Shivering survivors cowered beneath plastic sheets, their only protection against the cold and snow.
Women clinging to infants wrapped in ice-caked blankets begged relief workers for help.
“Please help us, we have lost everything,” a veiled woman shouted, stumbling down the muddy road from the village of Kezer as aid workers drove past. A man standing at her side simply wept.
One week after the magnitude-6.1 earthquake and subsequent aftershocks killed more than 4,000 people, snow, fog, mud and civil war continued to frustrate rescue efforts.
Those obstacles were compounded by fresh fears that the death toll may rise. Jacques Tremblay, an official with the aid group Doctors Without Borders, said 4,300 people are missing, either trapped or dead in the remote villages and hamlets hardest hit by the quake.
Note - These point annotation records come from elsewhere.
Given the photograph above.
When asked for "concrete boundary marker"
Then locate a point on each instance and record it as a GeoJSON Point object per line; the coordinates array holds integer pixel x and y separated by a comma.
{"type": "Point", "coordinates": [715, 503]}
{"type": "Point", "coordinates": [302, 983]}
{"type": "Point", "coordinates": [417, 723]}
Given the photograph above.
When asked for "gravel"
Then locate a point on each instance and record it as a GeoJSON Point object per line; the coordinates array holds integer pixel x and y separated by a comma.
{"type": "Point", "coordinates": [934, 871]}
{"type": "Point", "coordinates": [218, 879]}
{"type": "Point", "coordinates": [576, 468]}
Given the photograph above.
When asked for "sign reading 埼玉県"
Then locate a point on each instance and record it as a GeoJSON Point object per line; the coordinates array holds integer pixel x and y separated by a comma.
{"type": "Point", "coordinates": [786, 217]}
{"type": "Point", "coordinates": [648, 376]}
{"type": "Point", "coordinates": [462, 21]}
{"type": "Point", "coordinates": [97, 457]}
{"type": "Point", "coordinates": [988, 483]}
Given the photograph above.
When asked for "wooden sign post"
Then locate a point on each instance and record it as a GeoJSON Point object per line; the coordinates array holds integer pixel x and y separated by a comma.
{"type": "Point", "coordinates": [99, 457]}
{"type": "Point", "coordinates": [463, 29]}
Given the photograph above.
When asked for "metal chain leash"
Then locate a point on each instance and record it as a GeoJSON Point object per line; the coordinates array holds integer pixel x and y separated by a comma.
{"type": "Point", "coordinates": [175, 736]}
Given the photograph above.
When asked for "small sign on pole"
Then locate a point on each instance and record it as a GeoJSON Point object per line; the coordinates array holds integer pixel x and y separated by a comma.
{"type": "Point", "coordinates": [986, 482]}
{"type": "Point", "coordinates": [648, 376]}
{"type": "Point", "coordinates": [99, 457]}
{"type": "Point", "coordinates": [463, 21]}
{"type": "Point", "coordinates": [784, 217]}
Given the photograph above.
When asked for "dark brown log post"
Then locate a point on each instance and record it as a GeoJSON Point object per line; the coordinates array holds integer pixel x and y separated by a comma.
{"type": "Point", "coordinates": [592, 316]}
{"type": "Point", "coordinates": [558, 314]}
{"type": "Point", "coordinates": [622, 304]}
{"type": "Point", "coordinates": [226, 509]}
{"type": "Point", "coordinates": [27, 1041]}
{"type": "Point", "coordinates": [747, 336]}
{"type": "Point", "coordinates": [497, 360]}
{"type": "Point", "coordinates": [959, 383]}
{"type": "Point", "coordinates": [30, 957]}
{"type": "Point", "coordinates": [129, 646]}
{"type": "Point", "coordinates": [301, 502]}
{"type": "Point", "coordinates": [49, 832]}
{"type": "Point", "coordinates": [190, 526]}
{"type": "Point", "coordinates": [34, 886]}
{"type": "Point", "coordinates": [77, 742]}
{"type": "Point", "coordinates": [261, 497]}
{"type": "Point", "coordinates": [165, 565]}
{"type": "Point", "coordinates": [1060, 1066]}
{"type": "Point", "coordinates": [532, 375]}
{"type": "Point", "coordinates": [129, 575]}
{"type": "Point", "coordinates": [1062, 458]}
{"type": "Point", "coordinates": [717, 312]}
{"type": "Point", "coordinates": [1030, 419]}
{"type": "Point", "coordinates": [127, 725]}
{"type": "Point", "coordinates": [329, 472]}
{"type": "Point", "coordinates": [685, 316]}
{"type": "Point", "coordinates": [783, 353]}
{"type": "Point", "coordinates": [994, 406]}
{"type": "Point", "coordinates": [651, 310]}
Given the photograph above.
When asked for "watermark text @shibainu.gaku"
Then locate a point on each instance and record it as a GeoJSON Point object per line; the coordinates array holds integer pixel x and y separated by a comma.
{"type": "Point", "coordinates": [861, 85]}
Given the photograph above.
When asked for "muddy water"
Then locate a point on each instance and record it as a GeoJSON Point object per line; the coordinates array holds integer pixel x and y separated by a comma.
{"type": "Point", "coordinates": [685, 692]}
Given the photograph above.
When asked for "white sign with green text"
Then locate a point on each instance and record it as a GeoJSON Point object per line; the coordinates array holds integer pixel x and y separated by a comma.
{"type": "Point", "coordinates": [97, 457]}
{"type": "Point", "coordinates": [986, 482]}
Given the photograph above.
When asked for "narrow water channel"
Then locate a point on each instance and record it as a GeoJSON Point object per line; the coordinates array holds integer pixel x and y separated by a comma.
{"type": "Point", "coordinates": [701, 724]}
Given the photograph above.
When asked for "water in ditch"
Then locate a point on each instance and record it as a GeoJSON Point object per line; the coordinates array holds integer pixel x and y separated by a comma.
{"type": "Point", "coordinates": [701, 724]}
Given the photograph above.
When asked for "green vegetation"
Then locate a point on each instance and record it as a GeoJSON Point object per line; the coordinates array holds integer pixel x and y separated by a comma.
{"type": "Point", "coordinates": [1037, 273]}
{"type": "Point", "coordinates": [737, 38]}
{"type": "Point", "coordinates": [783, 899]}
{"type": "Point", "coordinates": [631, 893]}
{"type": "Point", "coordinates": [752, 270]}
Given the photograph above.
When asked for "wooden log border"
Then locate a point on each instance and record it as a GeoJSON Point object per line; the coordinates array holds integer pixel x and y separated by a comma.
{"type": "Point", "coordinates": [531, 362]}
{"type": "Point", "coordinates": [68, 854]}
Of the 27 remote villages obliterated in the quake, only two have roads. Ghanji, eight miles from the regional center, Rustaq, is one of them. The road is little more than a trail.
Villagers from the tiny hamlet gathered on a cliff to watch a Red Cross aid convoy approach. They quickly realized their suffering was far from over.
The convoy consisted of only one car full of supplies, a backup car and three cars bringing reporters.
Village elders determined which families were neediest and then called out family names as the aid was passed out: blankets, five tents, cooking supplies and children’s boots. The supplies had to be carried the last few hundred yards; the cars could go no farther.
People in the town told of tragedy. One woman, Safar Bibi, said she came the night of the earthquake for her cousin’s wedding. Both bride and groom were 15 years old.
“They both died that night,” she said.
People streamed into Rustaq from dozens of mountain villages buried by landslides that toppled mud and brick homes. Refugees lined the road, hoping for aid.
Doctors without Borders was one of the first to reach the region. The clinic at Rustaq, barely able to handle 30 patients, is bulging with 150. Many were badly burned and suffering multiple fractures.
In a frigid corner, a man - barely 20 - screamed and clutched his injured leg. A surgeon rushed over, administered the little anesthetic available and, without scrubbing up, amputated, witnesses said.
Yet aid workers say the people who reached Rustaq - about 90 miles northeast of the Afghan capital Kabul - are fortunate.
Thousands more are believed to be trapped in their devastated villages, having survived the quake but too weak to leave, said Alexander Faite of the Red Cross. “We are afraid that hundreds will die if we don’t get aid to them,” he said.
Snow fell on the mountain passes for two days. Even donkey caravans were stuck in waist-deep snow. On Wednesday, the weather began to clear.
“We are hoping in the next couple of days we will get lots of supplies in here. Blankets, plastic sheeting, food, medicine. We need everything,” Faite said.
In neighboring Pakistan, a U.N. plane loaded supplies and prepared to leave Thursday if the weather held, said Sarah Russell, a U.N. spokesman. Flights were canceled the two previous days.
The area, including the closest airstrip, was buried under one foot of snow. Aid workers feared survivors would die of exposure or disease.
Emergency supplies piled up in Tajikistan, Pakistan and India, awaited transportation to at least 15,000 people left homeless by the tremors. The Red Cross was negotiating to use government and privately owned helicopters to fly in essentials, officials in Rustaq said.
Rescue efforts were further hampered by almost 20 years of civil war, which has destroyed Afghanistan’s infrastructure and erected impenetrable front lines across its shattered highways.
The northern military alliance that controls the quake zone faces the Taliban Islamic army along a front 40 miles southwest of Rustaq. Only sporadic fighting has been reported since the Taliban, which controls 85 percent of Afghanistan, declared a unilateral cease-fire Saturday to facilitate relief efforts.